Afterwards, the maker faces eroded margins because of tougher competition and the possibility that market changes will reduce or even eliminate the need for the product. These factors transform a once unique, differentiated product into a commodity. This is called the “Wal-Mart Effect” because manufacturers now compete primarily on price. Other differentiators such as sales relationships and plant qualification trials required for new suppliers may help retain customers. However, these differences dwindle with time and, even if the original firm maintains its customers, prices and margins will suffer.
Commoditization is a reality that cannot be changed. However, a company can take steps throughout the product lifecycle to maximize overall profitability by applying price management.
Higher input costs
Higher crude-oil and other feedstock and energy prices directly increase costs but can have an indirect impact, too. For instance, rising crude-oil prices can depress demand by both industry and consumers. Nevertheless, there is still an opportunity for improved profitability. When raw material prices rise, customers understand and anticipate having to pay more for products. This makes it relatively easy to pass along price hikes. The question then becomes: How fast and to what level should prices be raised? If prices are raised too slowly, revenue is lost. However, if prices are raised too quickly, customers may significantly reduce demand, use a substitute product or switch to another supplier. As shown in Figure 5, there is an optimal price profile curve (i.e., price versus time) that will maximize profitability. The other variable is the ultimate price that should be achieved. This, too, will affect profitability — possibly for a long time after the new price floor is established.
When crude oil prices are low, many chemical manufacturers benefit because their raw material prices are correspondingly low. Additionally, low crude-oil prices generally stimulate the economy because they help increase corporate profits and consumer spending. However, customers recognize that costs are lower and, in turn, demand lower product prices. Because margins are high, manufacturers drop prices to avoid losing market share. Here, too, an optimal price profile curve will maximize profitability. A company needs to lower prices at a rate to avoid losing customers but not so quickly that it leads the price drops. Profits decrease because margins are based on a fixed percentage of the selling price.
Solution. Pricing analytics effectively uses real-time data to provide insights on prices, costs and margins as commodity indices change. Using all of this information in concert can allow firms to become more profitable during dynamic market conditions. Rather than passively having profits shaped by market forces, companies can be more responsive and even proactive in increasing profits.
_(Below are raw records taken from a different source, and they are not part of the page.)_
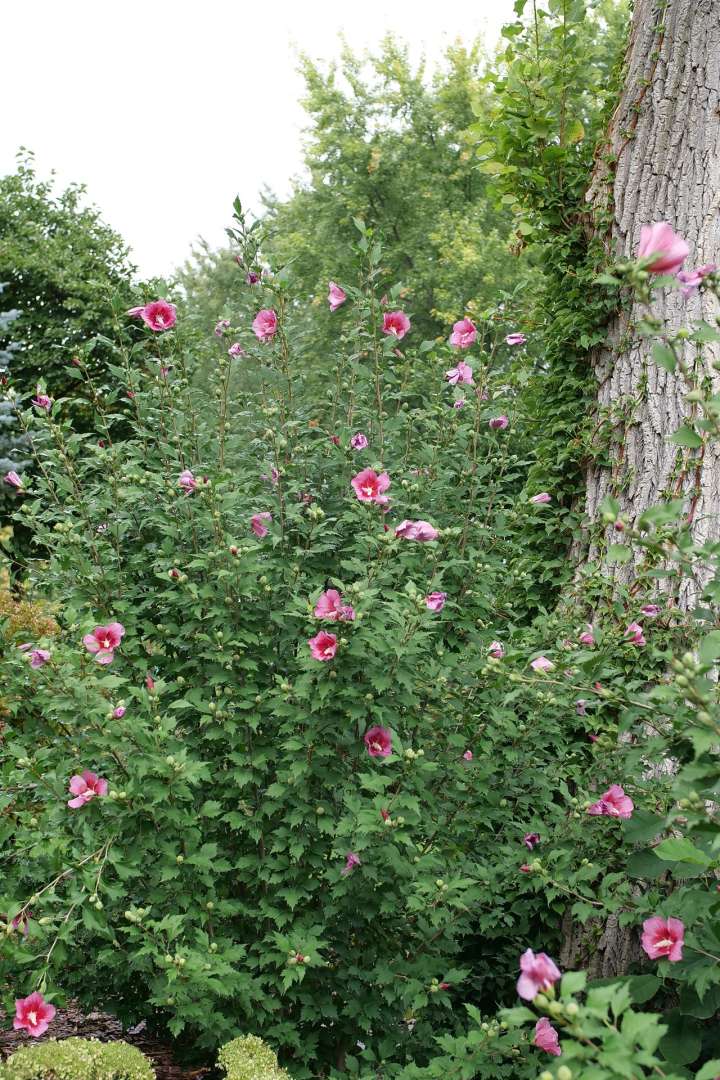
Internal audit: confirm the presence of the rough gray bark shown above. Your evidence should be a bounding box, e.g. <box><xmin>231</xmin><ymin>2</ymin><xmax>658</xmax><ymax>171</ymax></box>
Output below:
<box><xmin>586</xmin><ymin>0</ymin><xmax>720</xmax><ymax>608</ymax></box>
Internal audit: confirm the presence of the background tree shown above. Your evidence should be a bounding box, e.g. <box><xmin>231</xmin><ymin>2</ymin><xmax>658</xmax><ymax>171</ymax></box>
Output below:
<box><xmin>585</xmin><ymin>0</ymin><xmax>720</xmax><ymax>606</ymax></box>
<box><xmin>178</xmin><ymin>39</ymin><xmax>527</xmax><ymax>338</ymax></box>
<box><xmin>0</xmin><ymin>153</ymin><xmax>135</xmax><ymax>406</ymax></box>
The perils of long lead times
Putting new capacity in place is expensive and often takes years. Such a move represents dual risk. Failure to build capacity can result in a loss of market share and, subsequently, pricing power. However, the extra capacity can lead to excess supply. Complicating the situation, forecasts can be wrong, market conditions can change after a major commitment has been made, and competitors can make the same decision to build additional capacity.
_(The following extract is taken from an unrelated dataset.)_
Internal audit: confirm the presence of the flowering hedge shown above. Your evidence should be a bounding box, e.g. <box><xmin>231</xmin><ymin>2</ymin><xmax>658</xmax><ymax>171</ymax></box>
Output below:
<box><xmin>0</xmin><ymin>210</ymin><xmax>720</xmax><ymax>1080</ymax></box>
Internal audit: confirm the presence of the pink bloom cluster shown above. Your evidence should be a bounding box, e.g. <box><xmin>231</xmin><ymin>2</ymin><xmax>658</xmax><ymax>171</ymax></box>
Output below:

If excess supply exists after bringing new capacity on-line, companies often drop prices so they can keep plants running at reasonable rates, although hurting margins. This problem has been around for decades in the chemical industry and is not going to disappear. Working to better understand competitors’ behavior as well as improve forecasts of future product demand can help deal with it.
Solution. Many companies still do not develop rigorous scientific forecasts. Instead they have business unit managers, who generally have chemistry or engineering backgrounds, prognosticate. It is preferable to supplement such predictions with a system developed by mathematicians and statisticians expert in forecasting. Such systems have been used with great success for both commodity and specialty products to predict both supply of raw materials and product demand. These forecasts can lead to better control over inventory levels, improved management of product volumes, more reliable and lower cost acquisition of raw materials, and even insights into potential behavior by competitors. They certainly offer an opportunity for improved profitability.
One common approach to forecasting is to ask potential customers about their future product needs. However, the quality of the information and the uncertainty in the predictions often isn’t clear. So, it is valuable to also perform statistically based forecasts. A variety of options exist, ranging from basic linear regression or curve-fitting of historic data to more sophisticated Bayesian Hierarchical forecasting. That technique uses a probability distribution based on historical data to forecast a future outcome. As time progresses, the probability distribution is updated as more data become available. In effect, the forecast learns and adjusts for market changes.
Volatility and profit goals
The challenge in setting and meeting profit goals is that their timescale exceeds that of the market dynamics. For example, over the past year, resin manufacturers have been raising prices on a monthly basis due to a combination of higher raw material costs and increased demand from China. Under such conditions, profit forecasts become complicated, resulting in increased error. Profit goals are based on those forecasts and are directly impacted by the higher error.